Thank you, Deborah, and good morning, everyone. On behalf of our board of directors and employees, we are pleased to provide a business update for the fourth quarter and full year ended December 31, 2025. Before diving into the details of today's call, I'd like to take a moment to thank our employees across the organization for their hard work, commitment, and resilience throughout the year. Their dedication to our customers, shareholders, and fellow team members was instrumental in achieving historic financial performance and in advancing our commercial growth in 2025. As we look back on the year, 2025 represents a pivotal period for our company. We delivered new corporate milestones for revenue, adjusted EBITDA, and orders converted out of our pipeline, all of which reflect strong year-over-year growth.
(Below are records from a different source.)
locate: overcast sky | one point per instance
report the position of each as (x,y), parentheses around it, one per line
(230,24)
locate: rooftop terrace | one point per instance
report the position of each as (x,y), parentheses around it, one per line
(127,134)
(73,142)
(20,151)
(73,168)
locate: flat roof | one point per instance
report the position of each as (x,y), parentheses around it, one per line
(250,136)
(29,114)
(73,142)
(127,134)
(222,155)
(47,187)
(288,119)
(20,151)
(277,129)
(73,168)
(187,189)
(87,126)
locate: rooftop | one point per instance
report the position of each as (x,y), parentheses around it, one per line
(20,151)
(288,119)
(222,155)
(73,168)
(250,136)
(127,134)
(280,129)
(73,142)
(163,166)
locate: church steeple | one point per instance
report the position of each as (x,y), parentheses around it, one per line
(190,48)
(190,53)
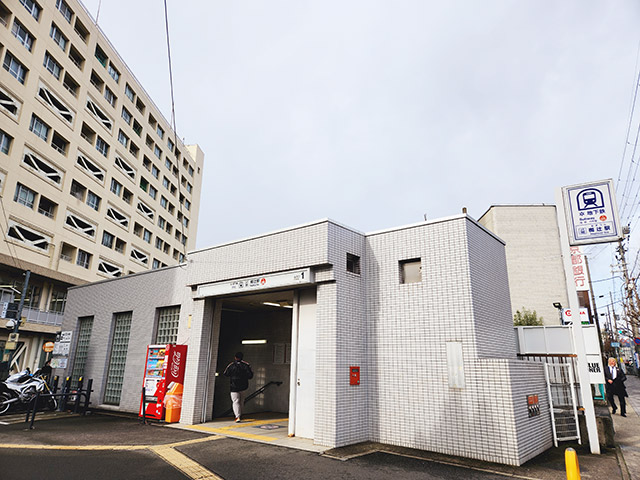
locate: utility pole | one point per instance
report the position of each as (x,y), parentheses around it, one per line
(631,309)
(13,337)
(596,318)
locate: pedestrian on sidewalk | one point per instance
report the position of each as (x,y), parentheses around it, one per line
(615,379)
(239,373)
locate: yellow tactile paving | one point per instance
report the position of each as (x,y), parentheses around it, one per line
(184,464)
(232,430)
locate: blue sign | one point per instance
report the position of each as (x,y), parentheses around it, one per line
(592,213)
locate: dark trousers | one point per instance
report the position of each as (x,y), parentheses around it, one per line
(612,402)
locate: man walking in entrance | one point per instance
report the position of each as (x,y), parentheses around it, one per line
(615,379)
(239,373)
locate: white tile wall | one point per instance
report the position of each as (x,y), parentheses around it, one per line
(394,332)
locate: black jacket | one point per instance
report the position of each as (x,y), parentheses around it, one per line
(240,373)
(617,387)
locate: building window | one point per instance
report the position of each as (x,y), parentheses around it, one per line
(116,187)
(108,239)
(411,271)
(25,196)
(118,358)
(101,56)
(126,115)
(353,263)
(102,146)
(93,200)
(58,37)
(46,207)
(123,139)
(5,142)
(51,65)
(129,92)
(85,325)
(32,7)
(38,127)
(168,321)
(109,95)
(113,71)
(84,259)
(14,67)
(66,12)
(22,34)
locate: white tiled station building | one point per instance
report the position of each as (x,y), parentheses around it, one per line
(423,310)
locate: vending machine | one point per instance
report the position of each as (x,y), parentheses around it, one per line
(163,379)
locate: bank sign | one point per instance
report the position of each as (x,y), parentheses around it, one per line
(261,282)
(592,213)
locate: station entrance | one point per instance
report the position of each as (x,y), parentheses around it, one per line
(276,333)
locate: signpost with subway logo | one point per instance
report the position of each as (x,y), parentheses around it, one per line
(587,214)
(592,213)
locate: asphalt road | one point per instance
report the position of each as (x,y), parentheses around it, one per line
(64,447)
(230,459)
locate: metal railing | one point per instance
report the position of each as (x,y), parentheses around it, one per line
(34,315)
(252,396)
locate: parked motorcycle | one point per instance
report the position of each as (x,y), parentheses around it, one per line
(22,387)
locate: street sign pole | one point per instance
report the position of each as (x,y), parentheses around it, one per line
(576,328)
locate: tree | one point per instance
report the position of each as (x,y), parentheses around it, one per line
(526,317)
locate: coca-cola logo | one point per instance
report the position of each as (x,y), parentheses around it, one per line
(175,364)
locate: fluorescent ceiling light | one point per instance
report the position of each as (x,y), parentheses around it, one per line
(282,303)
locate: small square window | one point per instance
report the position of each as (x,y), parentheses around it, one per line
(353,263)
(411,271)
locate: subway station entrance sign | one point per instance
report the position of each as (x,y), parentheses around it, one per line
(592,213)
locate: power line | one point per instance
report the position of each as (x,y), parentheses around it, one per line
(175,132)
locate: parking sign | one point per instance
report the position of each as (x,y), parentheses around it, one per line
(592,213)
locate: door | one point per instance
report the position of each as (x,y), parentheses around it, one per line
(306,365)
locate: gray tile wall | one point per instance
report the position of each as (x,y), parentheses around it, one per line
(142,294)
(395,332)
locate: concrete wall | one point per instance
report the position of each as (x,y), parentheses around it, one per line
(534,262)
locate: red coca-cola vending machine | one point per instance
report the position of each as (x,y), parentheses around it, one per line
(163,377)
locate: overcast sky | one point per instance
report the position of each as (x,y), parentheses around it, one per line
(375,113)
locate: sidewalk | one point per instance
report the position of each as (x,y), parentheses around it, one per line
(628,430)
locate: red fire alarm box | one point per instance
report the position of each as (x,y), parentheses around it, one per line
(354,376)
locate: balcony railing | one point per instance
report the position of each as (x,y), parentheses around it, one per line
(45,318)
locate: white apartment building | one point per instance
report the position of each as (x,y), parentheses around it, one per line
(94,183)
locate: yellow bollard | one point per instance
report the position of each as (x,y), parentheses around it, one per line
(571,463)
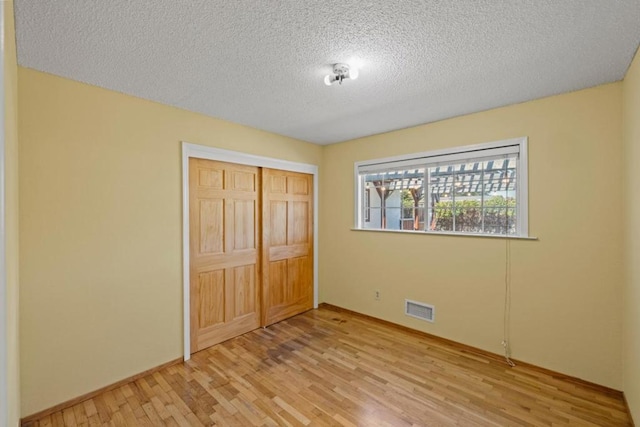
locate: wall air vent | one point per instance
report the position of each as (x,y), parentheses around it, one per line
(419,310)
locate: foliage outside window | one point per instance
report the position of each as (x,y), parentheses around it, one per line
(470,190)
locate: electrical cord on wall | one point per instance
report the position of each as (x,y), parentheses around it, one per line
(507,305)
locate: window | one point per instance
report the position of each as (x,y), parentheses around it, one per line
(478,190)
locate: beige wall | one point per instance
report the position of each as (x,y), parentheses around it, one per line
(631,138)
(11,162)
(566,287)
(100,242)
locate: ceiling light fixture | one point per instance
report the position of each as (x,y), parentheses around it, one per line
(341,72)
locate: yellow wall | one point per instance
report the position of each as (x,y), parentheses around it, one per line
(101,239)
(11,163)
(631,138)
(566,287)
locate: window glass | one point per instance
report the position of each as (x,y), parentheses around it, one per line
(473,195)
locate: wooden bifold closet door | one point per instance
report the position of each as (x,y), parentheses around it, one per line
(251,248)
(287,209)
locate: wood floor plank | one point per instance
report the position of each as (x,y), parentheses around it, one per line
(334,368)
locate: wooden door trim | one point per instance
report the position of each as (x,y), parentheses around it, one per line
(209,153)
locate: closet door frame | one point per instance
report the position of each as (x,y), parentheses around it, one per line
(209,153)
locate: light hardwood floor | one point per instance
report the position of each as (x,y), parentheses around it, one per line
(328,367)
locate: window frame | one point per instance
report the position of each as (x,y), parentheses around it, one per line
(459,154)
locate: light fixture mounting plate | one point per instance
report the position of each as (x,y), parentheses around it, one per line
(341,69)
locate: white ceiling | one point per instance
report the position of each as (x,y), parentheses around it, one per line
(262,63)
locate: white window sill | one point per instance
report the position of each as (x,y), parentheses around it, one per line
(441,233)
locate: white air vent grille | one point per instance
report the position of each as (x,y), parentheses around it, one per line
(419,310)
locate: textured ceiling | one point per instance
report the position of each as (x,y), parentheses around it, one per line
(262,63)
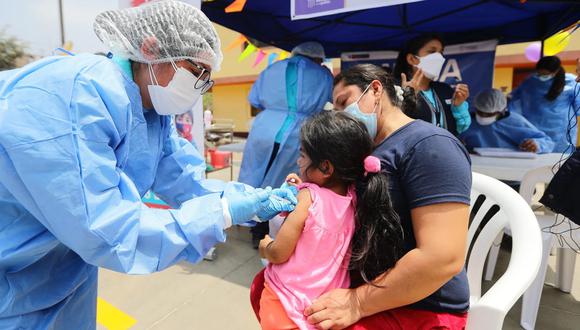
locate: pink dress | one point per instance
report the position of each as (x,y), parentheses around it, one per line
(320,260)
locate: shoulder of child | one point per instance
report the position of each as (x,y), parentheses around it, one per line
(304,198)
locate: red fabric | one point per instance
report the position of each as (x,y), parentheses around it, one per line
(396,319)
(272,313)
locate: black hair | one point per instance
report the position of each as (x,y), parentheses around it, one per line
(553,64)
(412,47)
(344,141)
(362,75)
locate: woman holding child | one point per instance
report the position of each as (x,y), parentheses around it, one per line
(429,184)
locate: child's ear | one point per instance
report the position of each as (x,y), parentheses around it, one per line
(327,169)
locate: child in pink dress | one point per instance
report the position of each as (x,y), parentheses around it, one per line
(312,251)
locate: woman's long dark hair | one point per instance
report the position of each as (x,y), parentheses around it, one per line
(553,65)
(344,141)
(412,47)
(362,75)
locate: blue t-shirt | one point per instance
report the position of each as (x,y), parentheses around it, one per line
(427,165)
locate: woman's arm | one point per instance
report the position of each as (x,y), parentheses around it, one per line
(278,251)
(440,231)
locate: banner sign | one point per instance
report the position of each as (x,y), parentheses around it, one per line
(470,63)
(302,9)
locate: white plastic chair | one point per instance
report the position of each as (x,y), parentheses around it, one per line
(495,206)
(566,257)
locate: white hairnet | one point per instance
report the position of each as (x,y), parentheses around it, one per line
(310,48)
(490,100)
(160,31)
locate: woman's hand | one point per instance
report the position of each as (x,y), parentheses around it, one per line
(336,309)
(529,145)
(414,83)
(461,94)
(293,180)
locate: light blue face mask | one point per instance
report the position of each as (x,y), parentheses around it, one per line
(369,119)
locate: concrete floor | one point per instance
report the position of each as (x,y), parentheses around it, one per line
(215,294)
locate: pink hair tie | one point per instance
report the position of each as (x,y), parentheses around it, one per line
(372,165)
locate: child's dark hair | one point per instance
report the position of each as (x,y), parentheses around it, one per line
(362,75)
(412,47)
(553,64)
(344,141)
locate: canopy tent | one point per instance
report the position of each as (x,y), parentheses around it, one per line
(388,28)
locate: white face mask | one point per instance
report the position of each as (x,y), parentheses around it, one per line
(485,121)
(178,97)
(369,119)
(545,77)
(431,65)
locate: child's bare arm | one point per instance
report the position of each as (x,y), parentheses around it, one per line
(293,179)
(279,251)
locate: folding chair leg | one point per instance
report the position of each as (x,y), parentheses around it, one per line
(492,257)
(565,264)
(532,296)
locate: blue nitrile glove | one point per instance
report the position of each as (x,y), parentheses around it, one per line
(244,201)
(281,200)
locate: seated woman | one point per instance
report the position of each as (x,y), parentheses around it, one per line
(438,103)
(495,127)
(430,182)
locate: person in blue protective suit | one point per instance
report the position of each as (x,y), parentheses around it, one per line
(288,92)
(82,139)
(495,127)
(437,102)
(548,100)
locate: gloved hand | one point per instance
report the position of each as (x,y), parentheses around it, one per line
(244,201)
(281,200)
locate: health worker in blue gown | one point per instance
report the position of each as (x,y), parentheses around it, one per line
(288,92)
(550,100)
(82,139)
(495,127)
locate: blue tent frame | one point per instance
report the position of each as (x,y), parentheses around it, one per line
(388,28)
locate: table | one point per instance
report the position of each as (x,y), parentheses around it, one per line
(511,169)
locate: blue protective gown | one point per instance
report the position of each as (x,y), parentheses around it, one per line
(288,92)
(508,132)
(551,117)
(77,153)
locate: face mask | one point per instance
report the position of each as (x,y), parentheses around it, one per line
(178,97)
(485,121)
(544,77)
(369,119)
(185,128)
(431,65)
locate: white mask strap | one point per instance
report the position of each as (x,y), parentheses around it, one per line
(366,89)
(152,75)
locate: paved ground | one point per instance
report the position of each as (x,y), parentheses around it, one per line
(214,294)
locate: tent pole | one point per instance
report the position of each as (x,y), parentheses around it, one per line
(61,21)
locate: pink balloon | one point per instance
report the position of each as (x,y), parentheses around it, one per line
(533,52)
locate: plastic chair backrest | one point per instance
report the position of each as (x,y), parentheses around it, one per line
(532,178)
(494,205)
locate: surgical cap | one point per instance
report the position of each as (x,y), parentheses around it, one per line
(490,100)
(311,49)
(160,31)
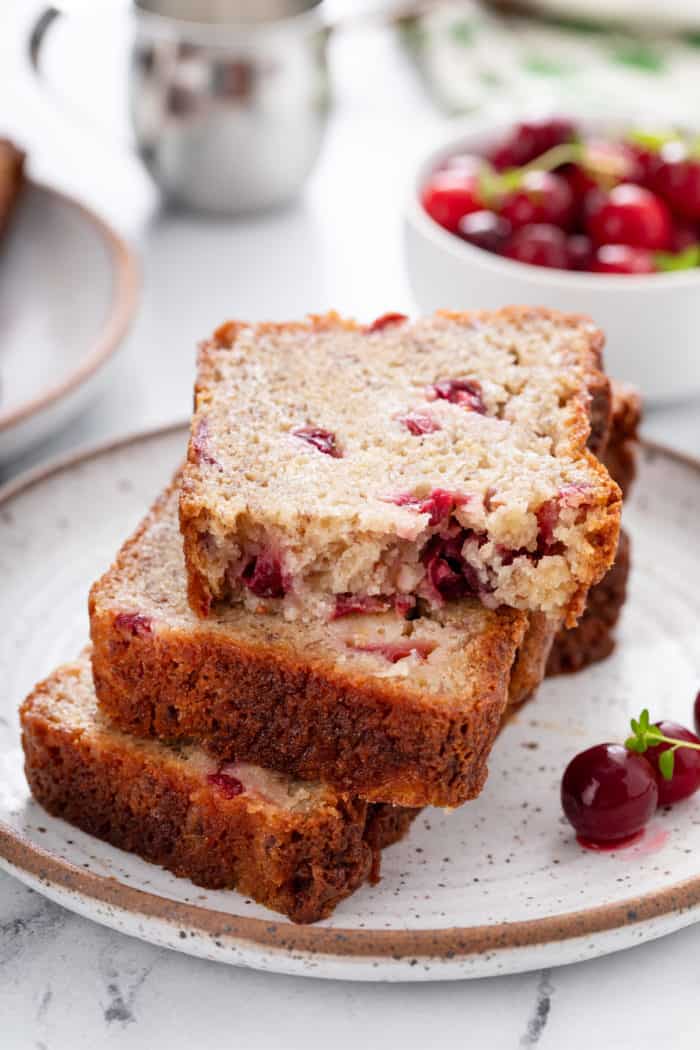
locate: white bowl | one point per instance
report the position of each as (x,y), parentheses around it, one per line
(652,322)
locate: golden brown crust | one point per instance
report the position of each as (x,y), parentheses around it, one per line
(298,863)
(593,639)
(529,667)
(271,705)
(620,454)
(589,425)
(279,714)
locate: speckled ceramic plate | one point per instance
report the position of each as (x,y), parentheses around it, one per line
(497,886)
(58,330)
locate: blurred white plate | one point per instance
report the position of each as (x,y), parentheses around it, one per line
(67,293)
(497,886)
(676,15)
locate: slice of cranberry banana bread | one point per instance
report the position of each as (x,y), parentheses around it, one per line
(12,181)
(593,638)
(394,710)
(620,452)
(297,847)
(428,461)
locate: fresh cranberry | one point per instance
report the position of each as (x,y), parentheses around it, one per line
(529,141)
(580,252)
(647,164)
(541,197)
(464,392)
(385,321)
(394,651)
(449,575)
(404,605)
(631,215)
(684,235)
(449,195)
(677,180)
(621,258)
(419,423)
(548,517)
(348,604)
(685,779)
(200,443)
(485,230)
(228,785)
(323,440)
(607,164)
(538,245)
(609,793)
(134,624)
(263,576)
(439,504)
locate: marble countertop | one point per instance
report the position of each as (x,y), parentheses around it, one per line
(67,983)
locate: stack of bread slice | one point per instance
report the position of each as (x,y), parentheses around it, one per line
(380,539)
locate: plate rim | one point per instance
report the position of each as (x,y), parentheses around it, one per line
(450,942)
(124,293)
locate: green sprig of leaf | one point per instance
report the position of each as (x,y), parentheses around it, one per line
(671,261)
(645,735)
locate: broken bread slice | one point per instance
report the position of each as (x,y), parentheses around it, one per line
(393,710)
(297,847)
(332,464)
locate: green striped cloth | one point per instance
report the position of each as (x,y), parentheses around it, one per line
(471,57)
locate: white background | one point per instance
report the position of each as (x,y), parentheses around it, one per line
(66,983)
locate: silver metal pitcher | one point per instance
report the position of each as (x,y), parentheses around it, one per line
(229,99)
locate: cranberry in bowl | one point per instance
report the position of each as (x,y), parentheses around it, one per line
(586,219)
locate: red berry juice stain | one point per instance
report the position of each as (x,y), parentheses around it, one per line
(643,843)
We expanded the number of use cases and utilities embracing our data-centric approach to grid modernization, and most recently shipped our 4 millionth intelligent connected endpoint. We also advanced the commercialization of the TRUSense Gateway, which now has orders from 66 utilities, providing initial validation of its market opportunity. The underlying drivers of our business continue to strengthen. Across the industry, utilities and regulators are supporting record levels of grid investment, with global transmission and distribution spending expected to exceed the equivalent of $several hundred billion annually over the next few years. Within our target geographic market, utilities across North America are facing increasing pressure to modernize their distribution grids, driven by rising electricity consumption, power generation constraints, the effort to prepare for an increasing number of distributed energy resources, and the need to improve resiliency, reliability, and affordability.
This dynamic reinforces the importance of solutions that enable utilities to extract more value from existing infrastructure and prioritize investments more effectively. What we are witnessing in terms of our commercial efforts remains consistent with broader trends in advanced metering infrastructure and grid edge intelligence. Utilities are prioritizing platforms that unlock high quality and granular data from existing assets, support multiple communications technologies and protocols, are truly interoperable with existing systems, and are future-proofed by enabling new software and analytics use cases over time. That aligns to Tantalus's flexible, data-centric approach to grid modernization that meets utilities where they are to help them prioritize investments and focus on where to upgrade their distribution grids. The broadening number of utilities adopting our approach to grid modernization continues to validate our belief that Tantalus is uniquely positioned at the intersection of these long-term trends.
Azim will walk through the financial highlights for Q4 and the full year 2025 before we provide a broader overview of our commercial progress and open for Q&A. Go ahead, Azim.
Thank you, Pete. Good morning, everyone. I would like to remind everyone that we report our results in US dollars. In Q4 2025, the company increased revenue to $14.9 million, reflecting 19% growth year-over-year. This marks the highest amount of revenue generated within one quarter in our company's history. Revenue from our connected devices and infrastructure segment increased by $1.6 million or 21%, and revenue from our utility software, applications, and services segment increased by $700,000 or 15% on a comparative basis to the prior year. The increases in revenue are a result of higher sales volumes and the conversion of new utility customers that are commencing projects with Tantalus. Recurring revenue recognized in Q4 increased to $4.1 million.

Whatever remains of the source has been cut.